Capital expenses and prices for turbines, cables, and other equipment have “gone up sharply,” according to Orsted CEO Mads Nipper in a LinkedIn post. “This means that, after years of steep decline, the price of renewable energy will have to temporarily rise.”

While some of the projects may still proceed in the future, they would need to be able to achieve higher electricity rates in order for the investments to be profitable. Any delays mean increased reliance on fossil-fuel generators, which contribute to climate change, putting emission-cutting targets farther out of reach.

Offshore wind is crucial to meeting decarbonization targets. Because of their vast scale, marine turbines are one of the most efficient ways to create renewable electricity. According to BloombergNEF data, each megawatt of built capacity of offshore wind farms in the United States may produce up to three times as much as a solar park. In gloomy Britain, wind farms generate five times the electricity of a comparable-sized solar farm.
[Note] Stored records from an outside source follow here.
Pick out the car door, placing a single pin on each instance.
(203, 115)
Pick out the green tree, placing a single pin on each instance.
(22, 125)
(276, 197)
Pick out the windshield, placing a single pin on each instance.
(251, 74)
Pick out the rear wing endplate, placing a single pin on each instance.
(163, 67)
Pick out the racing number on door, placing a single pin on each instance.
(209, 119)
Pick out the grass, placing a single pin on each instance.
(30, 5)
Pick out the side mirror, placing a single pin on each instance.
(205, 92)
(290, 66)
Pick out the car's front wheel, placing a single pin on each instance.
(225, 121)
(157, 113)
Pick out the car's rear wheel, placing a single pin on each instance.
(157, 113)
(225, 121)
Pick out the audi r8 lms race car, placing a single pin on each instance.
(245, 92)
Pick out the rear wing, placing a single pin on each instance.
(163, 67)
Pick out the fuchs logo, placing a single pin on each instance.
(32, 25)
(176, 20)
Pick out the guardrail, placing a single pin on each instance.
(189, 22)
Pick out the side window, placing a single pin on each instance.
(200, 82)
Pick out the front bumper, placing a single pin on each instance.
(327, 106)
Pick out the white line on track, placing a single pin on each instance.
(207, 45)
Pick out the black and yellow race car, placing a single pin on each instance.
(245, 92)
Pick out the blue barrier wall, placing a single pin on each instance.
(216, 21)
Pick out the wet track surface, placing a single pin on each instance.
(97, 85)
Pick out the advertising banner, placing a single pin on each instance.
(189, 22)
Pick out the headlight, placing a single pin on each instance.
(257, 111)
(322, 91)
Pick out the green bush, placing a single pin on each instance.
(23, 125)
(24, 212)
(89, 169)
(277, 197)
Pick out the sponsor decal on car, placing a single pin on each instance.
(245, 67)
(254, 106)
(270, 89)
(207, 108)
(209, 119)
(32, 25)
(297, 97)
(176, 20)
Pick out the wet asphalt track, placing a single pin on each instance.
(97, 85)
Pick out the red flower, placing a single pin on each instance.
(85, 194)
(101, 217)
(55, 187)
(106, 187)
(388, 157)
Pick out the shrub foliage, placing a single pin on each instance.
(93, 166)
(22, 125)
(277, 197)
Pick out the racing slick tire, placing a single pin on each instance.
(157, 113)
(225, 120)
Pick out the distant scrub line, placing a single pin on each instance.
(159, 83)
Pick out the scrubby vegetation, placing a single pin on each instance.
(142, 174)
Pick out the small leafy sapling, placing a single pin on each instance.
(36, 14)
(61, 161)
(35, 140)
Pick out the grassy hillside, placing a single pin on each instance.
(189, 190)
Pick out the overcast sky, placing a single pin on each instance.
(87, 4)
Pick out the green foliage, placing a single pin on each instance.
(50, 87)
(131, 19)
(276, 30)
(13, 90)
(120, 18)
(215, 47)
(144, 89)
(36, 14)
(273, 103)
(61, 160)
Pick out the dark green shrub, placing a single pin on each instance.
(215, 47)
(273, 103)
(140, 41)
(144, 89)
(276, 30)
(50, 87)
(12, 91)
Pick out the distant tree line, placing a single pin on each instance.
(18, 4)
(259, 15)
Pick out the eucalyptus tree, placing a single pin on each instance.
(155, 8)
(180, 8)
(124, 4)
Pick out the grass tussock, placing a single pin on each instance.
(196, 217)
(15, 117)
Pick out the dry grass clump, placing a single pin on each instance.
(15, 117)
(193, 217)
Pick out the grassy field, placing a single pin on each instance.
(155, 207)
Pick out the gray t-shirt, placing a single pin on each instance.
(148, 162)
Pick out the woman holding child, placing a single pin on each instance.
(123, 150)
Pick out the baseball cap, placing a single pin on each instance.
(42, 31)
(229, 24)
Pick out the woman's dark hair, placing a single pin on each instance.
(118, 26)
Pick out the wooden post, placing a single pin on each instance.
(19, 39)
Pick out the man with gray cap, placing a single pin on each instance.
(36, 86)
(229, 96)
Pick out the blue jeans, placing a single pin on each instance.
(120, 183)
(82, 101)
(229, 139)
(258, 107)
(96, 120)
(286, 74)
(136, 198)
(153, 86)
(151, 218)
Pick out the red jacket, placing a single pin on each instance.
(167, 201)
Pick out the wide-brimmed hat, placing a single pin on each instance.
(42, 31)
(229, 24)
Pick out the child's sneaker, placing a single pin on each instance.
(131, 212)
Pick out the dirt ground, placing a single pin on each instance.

FILE PHOTO: A survey vessel sails past wind turbines at the Burbo Bank offshore wind farm near New Brighton, Britain, January 23, 2023. REUTERS/Phil Noble TPX IMAGES OF THE DAY/File Photo

As a result, governments all around the world have set lofty goals for expanding deployment. President Joe Biden wants to develop 30 gigatonnes of offshore wind farms in the United States by the end of the decade, up from almost nothing now. In Europe, countries such as the United Kingdom, Germany, and the Netherlands pledged earlier this year to attain 120 gigatonnes of wind generating capacity by 2030, more than quadrupling existing capacity.

However, with governments still determined to see their green ambitions produce cost savings to consumers, it’s unclear how they can reach that level of expansion.

“The announcement from Vattenfall to halt development of the Norfolk Boreas wind farm signals the beginning of what could become a genuine crisis,” said Megan Smith, associate director of offshore wind at the Carbon Trust. “Policymakers must take note and act quickly to ensure that other developers and wind farms do not follow in their footsteps.”